Ms Ortynska applied her coordination methodology: dependency tracking systems from Salesforce work, cross-component consistency protocols from variance management, compliance integration from Six Sigma. When UK professors struggled to converge on a research center concept, she ran a one-hour Miro session using Lean Canvas – the startup business modeling tool. Three months later: three years of funding secured.
Ms.

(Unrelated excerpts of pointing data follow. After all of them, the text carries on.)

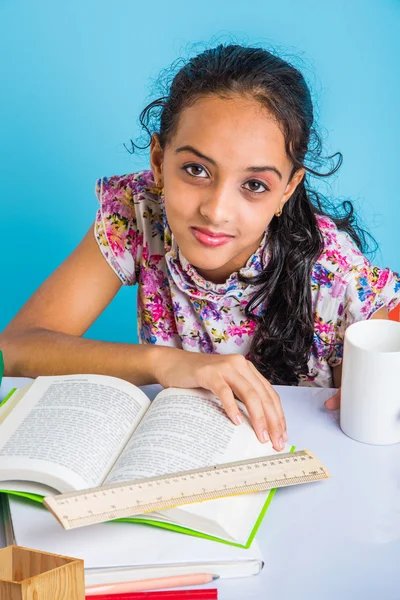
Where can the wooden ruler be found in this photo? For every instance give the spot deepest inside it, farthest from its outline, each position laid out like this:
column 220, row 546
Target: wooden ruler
column 115, row 501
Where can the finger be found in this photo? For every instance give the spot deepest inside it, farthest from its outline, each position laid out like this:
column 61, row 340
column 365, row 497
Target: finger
column 333, row 403
column 221, row 389
column 275, row 397
column 263, row 415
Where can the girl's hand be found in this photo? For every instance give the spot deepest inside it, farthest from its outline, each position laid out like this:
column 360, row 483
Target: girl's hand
column 333, row 403
column 227, row 376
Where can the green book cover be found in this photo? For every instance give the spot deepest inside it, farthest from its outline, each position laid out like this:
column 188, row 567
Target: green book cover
column 170, row 526
column 148, row 521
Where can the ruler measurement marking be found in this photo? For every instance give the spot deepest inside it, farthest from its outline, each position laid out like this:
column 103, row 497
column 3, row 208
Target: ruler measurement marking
column 87, row 507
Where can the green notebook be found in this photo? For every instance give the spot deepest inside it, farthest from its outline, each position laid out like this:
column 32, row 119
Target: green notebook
column 1, row 366
column 73, row 432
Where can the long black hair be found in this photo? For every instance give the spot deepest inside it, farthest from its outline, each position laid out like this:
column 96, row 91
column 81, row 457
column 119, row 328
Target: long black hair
column 281, row 344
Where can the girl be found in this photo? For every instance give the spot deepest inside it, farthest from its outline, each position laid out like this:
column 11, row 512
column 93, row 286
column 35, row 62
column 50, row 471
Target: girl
column 244, row 281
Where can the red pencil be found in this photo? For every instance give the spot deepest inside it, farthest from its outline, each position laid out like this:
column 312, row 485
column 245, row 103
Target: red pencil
column 205, row 594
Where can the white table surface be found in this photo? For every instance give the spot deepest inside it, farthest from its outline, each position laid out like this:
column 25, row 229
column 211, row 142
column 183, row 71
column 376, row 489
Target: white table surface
column 330, row 540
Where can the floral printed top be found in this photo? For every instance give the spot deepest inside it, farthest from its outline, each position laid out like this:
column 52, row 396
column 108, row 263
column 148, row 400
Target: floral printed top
column 177, row 307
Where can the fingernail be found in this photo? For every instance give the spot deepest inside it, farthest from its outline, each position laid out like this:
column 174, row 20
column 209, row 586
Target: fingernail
column 238, row 419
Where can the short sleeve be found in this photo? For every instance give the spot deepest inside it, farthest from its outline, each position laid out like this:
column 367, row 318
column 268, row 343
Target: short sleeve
column 366, row 289
column 116, row 228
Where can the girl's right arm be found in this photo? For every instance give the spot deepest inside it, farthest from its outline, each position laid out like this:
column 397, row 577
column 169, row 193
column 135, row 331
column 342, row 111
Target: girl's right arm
column 44, row 338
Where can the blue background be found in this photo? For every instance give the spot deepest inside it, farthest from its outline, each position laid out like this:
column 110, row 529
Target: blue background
column 74, row 77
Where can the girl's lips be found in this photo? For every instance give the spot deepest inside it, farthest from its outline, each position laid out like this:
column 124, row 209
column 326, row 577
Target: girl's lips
column 208, row 238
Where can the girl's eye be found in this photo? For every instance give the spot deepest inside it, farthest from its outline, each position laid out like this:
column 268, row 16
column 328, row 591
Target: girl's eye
column 257, row 191
column 200, row 168
column 193, row 167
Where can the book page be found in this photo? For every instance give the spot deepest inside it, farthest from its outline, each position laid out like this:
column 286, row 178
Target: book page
column 189, row 429
column 68, row 430
column 183, row 429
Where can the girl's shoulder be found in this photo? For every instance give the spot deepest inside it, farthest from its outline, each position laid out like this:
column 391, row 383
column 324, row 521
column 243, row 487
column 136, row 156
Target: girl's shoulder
column 340, row 254
column 122, row 193
column 129, row 225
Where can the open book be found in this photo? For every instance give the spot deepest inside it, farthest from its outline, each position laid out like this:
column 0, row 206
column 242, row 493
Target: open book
column 72, row 432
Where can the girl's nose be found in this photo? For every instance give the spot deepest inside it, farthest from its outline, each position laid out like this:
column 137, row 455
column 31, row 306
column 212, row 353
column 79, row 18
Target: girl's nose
column 217, row 207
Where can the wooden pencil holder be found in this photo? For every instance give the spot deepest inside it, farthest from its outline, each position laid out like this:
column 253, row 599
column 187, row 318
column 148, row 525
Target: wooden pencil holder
column 27, row 574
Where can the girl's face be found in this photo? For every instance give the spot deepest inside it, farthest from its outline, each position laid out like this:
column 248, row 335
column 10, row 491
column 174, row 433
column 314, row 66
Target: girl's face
column 225, row 174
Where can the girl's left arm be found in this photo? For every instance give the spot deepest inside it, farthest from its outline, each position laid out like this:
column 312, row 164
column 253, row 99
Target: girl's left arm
column 334, row 402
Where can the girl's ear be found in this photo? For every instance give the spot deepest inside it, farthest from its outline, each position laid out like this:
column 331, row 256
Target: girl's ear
column 292, row 185
column 156, row 160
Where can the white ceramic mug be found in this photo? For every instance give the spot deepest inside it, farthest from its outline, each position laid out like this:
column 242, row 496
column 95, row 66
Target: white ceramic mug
column 370, row 394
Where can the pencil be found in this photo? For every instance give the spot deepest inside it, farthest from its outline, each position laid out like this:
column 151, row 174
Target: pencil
column 149, row 584
column 206, row 594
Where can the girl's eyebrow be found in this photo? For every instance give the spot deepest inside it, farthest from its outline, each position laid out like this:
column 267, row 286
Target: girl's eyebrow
column 210, row 160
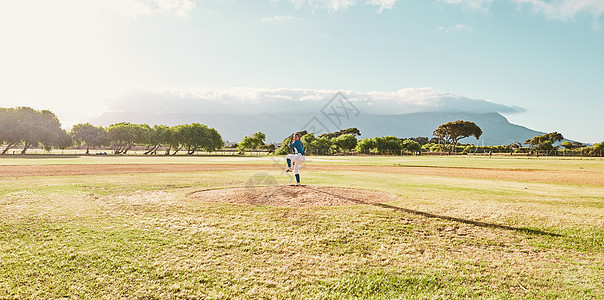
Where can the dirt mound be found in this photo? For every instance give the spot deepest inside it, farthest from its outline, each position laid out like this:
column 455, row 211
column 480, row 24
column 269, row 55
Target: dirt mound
column 293, row 196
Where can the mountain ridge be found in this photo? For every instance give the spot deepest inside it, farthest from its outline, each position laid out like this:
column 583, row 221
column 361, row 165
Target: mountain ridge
column 497, row 130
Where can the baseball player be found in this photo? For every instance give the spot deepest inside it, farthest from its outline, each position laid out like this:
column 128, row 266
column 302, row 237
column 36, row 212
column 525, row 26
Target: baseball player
column 297, row 158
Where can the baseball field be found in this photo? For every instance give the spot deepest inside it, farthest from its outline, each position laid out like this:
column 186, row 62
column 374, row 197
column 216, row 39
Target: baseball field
column 373, row 227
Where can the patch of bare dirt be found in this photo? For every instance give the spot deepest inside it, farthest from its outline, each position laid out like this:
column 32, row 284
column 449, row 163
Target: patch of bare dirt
column 293, row 196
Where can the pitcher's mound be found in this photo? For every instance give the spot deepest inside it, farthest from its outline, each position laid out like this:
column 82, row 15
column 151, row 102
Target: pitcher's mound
column 293, row 196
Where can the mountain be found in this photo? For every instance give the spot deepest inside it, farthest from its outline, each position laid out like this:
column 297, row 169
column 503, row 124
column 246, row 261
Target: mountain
column 497, row 130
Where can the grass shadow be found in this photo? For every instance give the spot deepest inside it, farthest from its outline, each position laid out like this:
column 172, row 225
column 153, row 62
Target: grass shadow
column 435, row 216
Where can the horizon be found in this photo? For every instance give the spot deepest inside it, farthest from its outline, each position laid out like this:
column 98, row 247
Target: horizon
column 537, row 63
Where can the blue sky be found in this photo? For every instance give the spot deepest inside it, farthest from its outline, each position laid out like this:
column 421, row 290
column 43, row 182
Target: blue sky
column 81, row 58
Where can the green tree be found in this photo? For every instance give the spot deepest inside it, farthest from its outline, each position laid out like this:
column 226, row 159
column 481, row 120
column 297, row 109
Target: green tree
column 323, row 145
column 159, row 135
column 32, row 128
column 9, row 128
column 123, row 136
column 388, row 144
column 411, row 146
column 252, row 142
column 366, row 145
column 309, row 142
column 284, row 148
column 551, row 137
column 450, row 133
column 346, row 142
column 194, row 137
column 89, row 135
column 546, row 145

Ortynska’s impact is reflected in her consistent delivery of competitive submissions that are complete, internally consistent, and submitted on time, even when projects involve multiple colleges and complex scientific teams. Her ability to integrate timelines, scientific content, and compliance requirements ensures that proposals are both competitive and well-structured. Her daily work supports the advancement of the scientific enterprise and strengthens the overall quality of proposal development.
Giving Back
Ms Ortynska teaches what transfers: Crisis Transformation lectures at the European Business Association, Creative Thinking and Process Optimization modules for pre-MBA programs, Remote Work systems workshops for technology companies, research management training for university faculty.
She served on the board of the International Coaching Federation Ohio Valley Chapter – the world’s largest professional organization for coaches.
In 2022–2023, when war displaced Ukrainian professionals, Ortynska designed and led a pro bono coaching initiative as the board member if the ICF Ohio Valley Chapter. The “Coach for Ukraine” project mobilized international coaches to support Ukrainian coaching professionals navigating crisis while experiencing it personally.
The Pattern
Manufacturing, tech startups, academic research – three sectors that rarely borrow from each other. Over seventeen years across corporate, startup, coaching, and academic environments, Ortynska’s work follows one principle: make coordination easier than isolation.
Most organizations insist their problems are unique. They’re usually wrong. Someone else solved this – just in different vocabulary.
Her results: $11 million in research funding. 34% reduction in customer complaints. A remote-work system that scaled from 300 to 600 employees and outlasted the crisis that created it. None of it came easy – each project meant convincing skeptics, navigating institutional inertia, and building trust around new ways of working.
The tools existed. They were just sitting in the wrong industry.
“You need both structure and understanding people,” Ortynska reflects. “Pure efficiency becomes bureaucracy. Pure empathy produces nothing. The hardest thing is to find the balance.”
Anna Ortynska is a Lean Six Sigma Black Belt and ICF-certified coach serving as Project Manager for Proposal Development at the University of Kentucky. She is the creator of the Daily Pulse System for operational excellence. Her cross-sector methodology – tested in Fortune 500 operations, startup crises, and NIH-funded research – is becoming a playbook for organizations navigating complexity.